Uma no âmbito administrativo e outra no penal. Vide as operações espetaculosas da polícia e seus vazamentos.
E com o esperado repique de setores que delas se beneficiam política e economicamente.
O anacronismo da política virada para trás favorece a tese da idéia pre-concebida.
O preconceito com Eduardo ainda é vivo nos adversários, como vive a memória do pai, Siqueira Campos, na história.

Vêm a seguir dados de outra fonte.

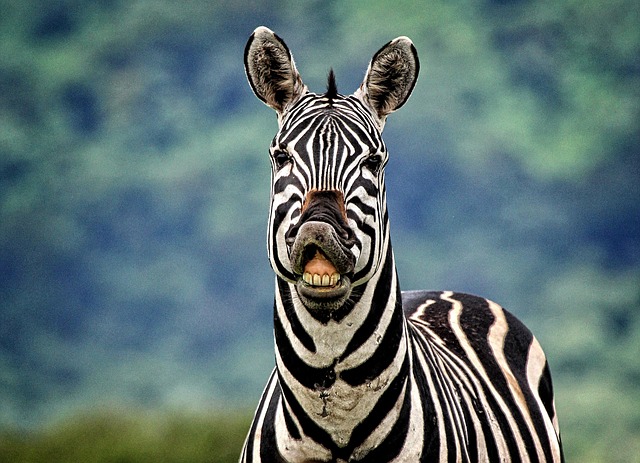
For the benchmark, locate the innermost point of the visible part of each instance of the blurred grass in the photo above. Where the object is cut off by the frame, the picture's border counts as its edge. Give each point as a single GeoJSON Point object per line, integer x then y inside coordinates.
{"type": "Point", "coordinates": [131, 437]}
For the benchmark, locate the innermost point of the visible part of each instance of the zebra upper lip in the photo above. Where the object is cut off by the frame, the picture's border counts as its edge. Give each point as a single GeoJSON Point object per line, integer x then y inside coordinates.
{"type": "Point", "coordinates": [319, 240]}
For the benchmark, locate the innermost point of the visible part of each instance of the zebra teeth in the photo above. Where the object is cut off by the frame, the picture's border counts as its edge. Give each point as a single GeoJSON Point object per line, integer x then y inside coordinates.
{"type": "Point", "coordinates": [325, 280]}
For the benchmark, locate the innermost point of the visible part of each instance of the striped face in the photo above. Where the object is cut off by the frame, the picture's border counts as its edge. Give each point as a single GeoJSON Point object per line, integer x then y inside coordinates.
{"type": "Point", "coordinates": [328, 220]}
{"type": "Point", "coordinates": [328, 212]}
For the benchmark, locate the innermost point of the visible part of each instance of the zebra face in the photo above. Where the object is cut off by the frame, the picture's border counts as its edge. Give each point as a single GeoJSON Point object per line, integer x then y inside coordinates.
{"type": "Point", "coordinates": [327, 229]}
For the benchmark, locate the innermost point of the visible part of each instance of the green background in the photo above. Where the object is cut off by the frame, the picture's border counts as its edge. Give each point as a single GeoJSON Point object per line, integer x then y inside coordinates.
{"type": "Point", "coordinates": [135, 293]}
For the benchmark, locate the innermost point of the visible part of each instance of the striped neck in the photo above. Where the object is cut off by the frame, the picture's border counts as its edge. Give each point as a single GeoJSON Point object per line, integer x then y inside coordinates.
{"type": "Point", "coordinates": [339, 378]}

Com efeito, setores da política estadual ainda não processaram o retorno de Eduardo à cena política.
Muitos o guerrearam por ações que consideram ter Eduardo no comando, quando o pai governava o Estado.Mas que não o fizeram quando o pai ainda era vivo.
Até a pré-campanha de 2024, Eduardo era, assim, um político "refugado". Passou para o segundo turno com segundos de tempo de propaganda e sem fundo eleitoral. E derrotou o grupo governista.
O passado, no entanto, ainda que discutível, parece mover forças que tentam misturar no mesmo caldo fiscalização/investigação (obrigatórias na administração pública) como mola propulsora de ativos e passivos políticos no instante presente. Um pré-julgamento e automática condenação. Um expurgo.
Essa inclinação, por outro lado, tem o efeito de encobrir o desempenho administrativo e fiscal do prefeito Eduardo Siqueira Campos. Sem juízo do mérito das acusações. E que são apenas inquéritos.
Vamos lá ao que não espalham nem reverberam. E,claro, não dá engajamento mas que interessa diretamente à população da cidade.
De abril de 2025 a abril de 2026, a administração de Eduardo aumentou as receitas correntes da Prefeitura em 22,5%. De R$ 702 milhões (1ºQD25) para R$ 860 milhões (1ºQD26).
As despesas correntes, porém, só cresceram 16,6%. De R$ 854 milhões (1ºQD25) para R$ 992 milhões (1ºQD26).
Ou seja, gastou menos que arrecadou. Como a inflação no período foi de 4,39%, um crescimento real de 18,11% nas receitas. E de 12,21% nas despesas.
No que muitos podem denominar como "sobras", na administração pública é chamado de economia. Favorece a expansão de novas áreas de atendimento.
Detalhe não irrelevante: reduziu, no período, o comprometimento das receitas correntes líquidas com salário.
Saiu de 51,27% (abril/25) para 48,42% (abril/26). Muito embora tenha elevado a folha de salários em 6,6%. Menor do que os 22,5% do superávit da receita corrente.
O desempenho da arrecadação no primeiro quadrimestre também foi superior ao 1º quadrimestre do ano passado: R$ 388 milhões de impostos (26) contra R$ 239 milhões (25). Um crescimento de 41,42%. Repito: uma inflação anual de 4,39%;
Uma evolução também presente nas disponibilidades de caixa (saúde financeira) da prefeitura que saltaram de R$ 170 milhões (1ºQD25) para R$ 199 milhões (1º QD26).
Um acréscimo de 17% quando a inflação no período foi, anoto novamente. de apenas 4,39%.
Os dados são públicos e disponibilizados no portal das transparências da Prefeitura. E demonstram uma administração enxuta e dentro da Lei de Responsabilidade Fiscal.
E não são objeto de disputas na internet por motivos óbvios.